When I was a graduate student I too learned some Matlab, Mathematica, Maple, SAS, Stata, because my university had licenses and because in my area of research that's what others used, so I could easily take existing programs and modify them to my needs. That was a while back. I have since dabbled in Python, Julia, and some statistics software like R and Stata. So what would I recommend?
It's a multidimensional decision to make. Here are some criteria based on my limited knowledge (I haven't tried Ruby, another popular choice):
- Open source: Forget Matlab and Mathematica. Go for R, Python, Julia, C++ and all that. I avoid proprietary software whenever possible.
- User base: This depends on what you do. Go for R, Python, Stata, C++, C#, Java, Mathematica.
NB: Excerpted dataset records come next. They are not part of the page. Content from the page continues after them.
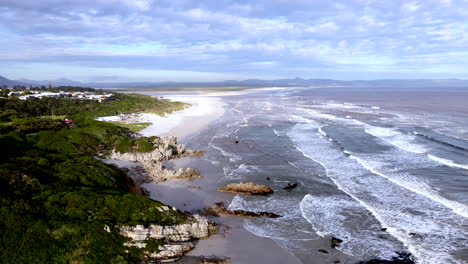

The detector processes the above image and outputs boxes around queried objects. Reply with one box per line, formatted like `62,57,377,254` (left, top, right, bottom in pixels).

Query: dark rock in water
357,252,415,264
283,183,297,190
331,237,343,248
204,202,281,218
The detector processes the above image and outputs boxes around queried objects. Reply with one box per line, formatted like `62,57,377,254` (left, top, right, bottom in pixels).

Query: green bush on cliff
0,91,187,263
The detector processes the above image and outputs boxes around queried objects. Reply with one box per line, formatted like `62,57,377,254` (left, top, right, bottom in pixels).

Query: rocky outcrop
218,182,273,195
118,214,217,262
109,137,203,183
205,203,281,218
144,163,202,182
109,137,203,163
127,163,202,184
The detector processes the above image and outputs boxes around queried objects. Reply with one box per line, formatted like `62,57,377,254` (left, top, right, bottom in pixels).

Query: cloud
0,0,468,78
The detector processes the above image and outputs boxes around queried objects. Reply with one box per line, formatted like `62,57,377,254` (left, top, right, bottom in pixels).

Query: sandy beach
133,93,301,264
138,94,224,142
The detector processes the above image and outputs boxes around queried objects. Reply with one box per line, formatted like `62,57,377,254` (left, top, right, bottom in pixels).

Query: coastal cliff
117,214,217,262
109,136,202,163
109,137,203,182
105,136,209,262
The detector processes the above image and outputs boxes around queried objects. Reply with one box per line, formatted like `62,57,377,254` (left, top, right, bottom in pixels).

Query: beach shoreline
132,93,308,264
You can search stackoverflow for questions you'd need to answer and see which software gets the most support.
- Ease of learning: R, Julia, Maple are intuitive and easy to learn. Python isn't all that hard, but less easy. With C++ I didn't get very far because of the learning curve. I prefer R over Python for its IDE and because it serves my needs immediately. In Python, there are so many libraries and so many ways to do the same thing (like computing a quantile or producing a simple plot) that it quickly gets confusing.
- Ease of use: R and Stata have great IDEs. Python people will try to sell you their IDE, but in my experience none are as good as, say, RStudio. RStudio is the main reason I use R every day.
When I teach statistics, my students prefer R, the admin people ask for SPSS, the old economists ask for Matlab and Stata, and the forward-looking younger guys go for Python. I learned Python in the early 2000s and I wasn't too impressed, the switch from 2 to 3 caused the 'great python stagnation' (don't know if that's a phrase), but Python 3 is now thriving. I use it more and more. Julia has an awesome community and that's the language I wish I was using more.